Menaces de droits de douane de 25 % sur l’Union européenne, bouleversements géopolitiques, loi du plus fort dans les affaires… Les firmes subissent le choc Trump. Elles gèlent leurs projets, tentent de négocier des exemptions et se préparent à augmenter leurs prix.

Par ,  (Berlin, correspondance), ,  (Malmö (Suède), correspondante régionale),  (Rome, correspondant) et  (Madrid, correspondante)

Dans l’usine pharmaceutique de la compagnie allemande BioNTech, à Marburg (Allemagne), le 27 mars 2021.

Presque comme les étapes d’un deuil, Ludovic Subran a vu les chefs d’entreprise européens passer par tous leurs états depuis un an. « Au début, ils disaient que la victoire de Donald Trump était loin d’être assurée ; puis, ils se sont dit que le futur président allait se montrer pragmatique ; ensuite, certains ont pensé que la dérégulation allait être une bonne chose pour le business… », résume le directeur de l’investissement d’Allianz, l’assureur allemand, qui passe beaucoup de temps à rencontrer patrons et investisseurs. Et maintenant que le président américain est au pouvoir, un mélange de sidération et de consternation monte chez eux.

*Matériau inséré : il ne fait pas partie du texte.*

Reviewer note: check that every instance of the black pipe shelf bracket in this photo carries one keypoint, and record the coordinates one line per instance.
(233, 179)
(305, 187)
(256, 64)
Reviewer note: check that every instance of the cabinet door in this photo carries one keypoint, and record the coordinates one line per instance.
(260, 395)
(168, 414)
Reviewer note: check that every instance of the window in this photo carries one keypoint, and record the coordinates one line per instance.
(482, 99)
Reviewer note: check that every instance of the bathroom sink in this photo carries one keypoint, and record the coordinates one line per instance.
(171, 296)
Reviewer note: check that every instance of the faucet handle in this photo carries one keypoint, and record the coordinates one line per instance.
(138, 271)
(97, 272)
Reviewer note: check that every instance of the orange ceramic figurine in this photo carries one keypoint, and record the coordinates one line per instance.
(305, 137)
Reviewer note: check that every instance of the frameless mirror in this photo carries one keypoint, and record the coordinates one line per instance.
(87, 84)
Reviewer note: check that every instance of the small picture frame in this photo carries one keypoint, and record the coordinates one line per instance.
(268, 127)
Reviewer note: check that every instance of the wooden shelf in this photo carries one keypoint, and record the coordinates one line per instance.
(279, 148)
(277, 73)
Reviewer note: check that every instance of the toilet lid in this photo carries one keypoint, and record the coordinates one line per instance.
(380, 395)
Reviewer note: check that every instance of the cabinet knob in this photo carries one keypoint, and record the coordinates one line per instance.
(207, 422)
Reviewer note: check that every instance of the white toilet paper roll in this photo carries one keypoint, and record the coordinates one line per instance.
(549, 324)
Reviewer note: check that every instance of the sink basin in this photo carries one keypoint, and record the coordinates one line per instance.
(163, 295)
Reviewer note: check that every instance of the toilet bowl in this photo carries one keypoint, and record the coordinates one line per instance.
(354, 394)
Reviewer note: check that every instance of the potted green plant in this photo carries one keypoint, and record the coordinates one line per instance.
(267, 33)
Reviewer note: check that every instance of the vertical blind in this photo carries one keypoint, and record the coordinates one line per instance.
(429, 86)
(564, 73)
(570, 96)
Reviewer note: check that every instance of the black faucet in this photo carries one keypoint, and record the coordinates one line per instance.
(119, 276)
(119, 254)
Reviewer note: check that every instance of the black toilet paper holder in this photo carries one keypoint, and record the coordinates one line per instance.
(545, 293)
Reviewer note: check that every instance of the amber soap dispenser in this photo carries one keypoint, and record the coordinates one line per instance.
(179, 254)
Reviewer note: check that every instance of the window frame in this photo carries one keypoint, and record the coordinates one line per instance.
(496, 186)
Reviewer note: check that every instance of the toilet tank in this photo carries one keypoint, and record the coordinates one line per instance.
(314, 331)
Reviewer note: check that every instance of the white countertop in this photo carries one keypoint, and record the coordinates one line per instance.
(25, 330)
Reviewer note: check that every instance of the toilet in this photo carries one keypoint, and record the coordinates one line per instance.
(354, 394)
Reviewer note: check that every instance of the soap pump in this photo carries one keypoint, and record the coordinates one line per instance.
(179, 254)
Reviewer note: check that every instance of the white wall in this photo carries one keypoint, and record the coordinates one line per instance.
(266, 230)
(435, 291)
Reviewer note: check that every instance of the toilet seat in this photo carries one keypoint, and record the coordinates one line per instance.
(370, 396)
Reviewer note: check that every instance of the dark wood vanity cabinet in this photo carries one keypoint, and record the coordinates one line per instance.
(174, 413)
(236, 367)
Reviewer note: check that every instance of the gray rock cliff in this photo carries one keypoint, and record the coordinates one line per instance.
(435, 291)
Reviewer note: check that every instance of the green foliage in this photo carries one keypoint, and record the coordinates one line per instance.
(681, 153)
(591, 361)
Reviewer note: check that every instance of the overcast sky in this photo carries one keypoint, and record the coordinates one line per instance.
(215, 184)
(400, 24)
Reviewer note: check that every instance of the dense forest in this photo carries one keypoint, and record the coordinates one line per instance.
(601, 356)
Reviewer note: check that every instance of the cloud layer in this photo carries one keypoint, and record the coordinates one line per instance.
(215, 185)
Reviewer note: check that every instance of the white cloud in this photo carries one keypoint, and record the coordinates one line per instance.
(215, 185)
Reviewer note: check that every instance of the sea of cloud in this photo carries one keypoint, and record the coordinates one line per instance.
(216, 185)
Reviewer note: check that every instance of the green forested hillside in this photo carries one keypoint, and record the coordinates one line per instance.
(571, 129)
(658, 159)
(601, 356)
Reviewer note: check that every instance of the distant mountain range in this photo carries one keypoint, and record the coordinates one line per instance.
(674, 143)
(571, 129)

Donald Trump menace l’Union européenne de droits de douane de « 25 % » qui seront annoncés « très prochainement ». Difficile de savoir exactement quelles mesures seront vraiment appliquées. Mais, selon M. Subran, il faut prendre le président américain littéralement. « On n’échappera pas au boulet, d’une manière ou d’une autre », avertit-il.

Face à cette tempête, les entreprises européennes sont à la fois obsédées par ce qui se joue aux Etats-Unis et retiennent leur souffle, dans l’espoir secret d’y échapper. Toutes font le dos rond – la grande majorité des dirigeants ont demandé à ne pas être cités pour cet article –, et beaucoup rêvent de parvenir à obtenir un accord qui épargnerait leur secteur. Dans le même temps, elles se tiennent prêtes à répercuter dans leurs prix les droits de douane qui seront finalement imposés.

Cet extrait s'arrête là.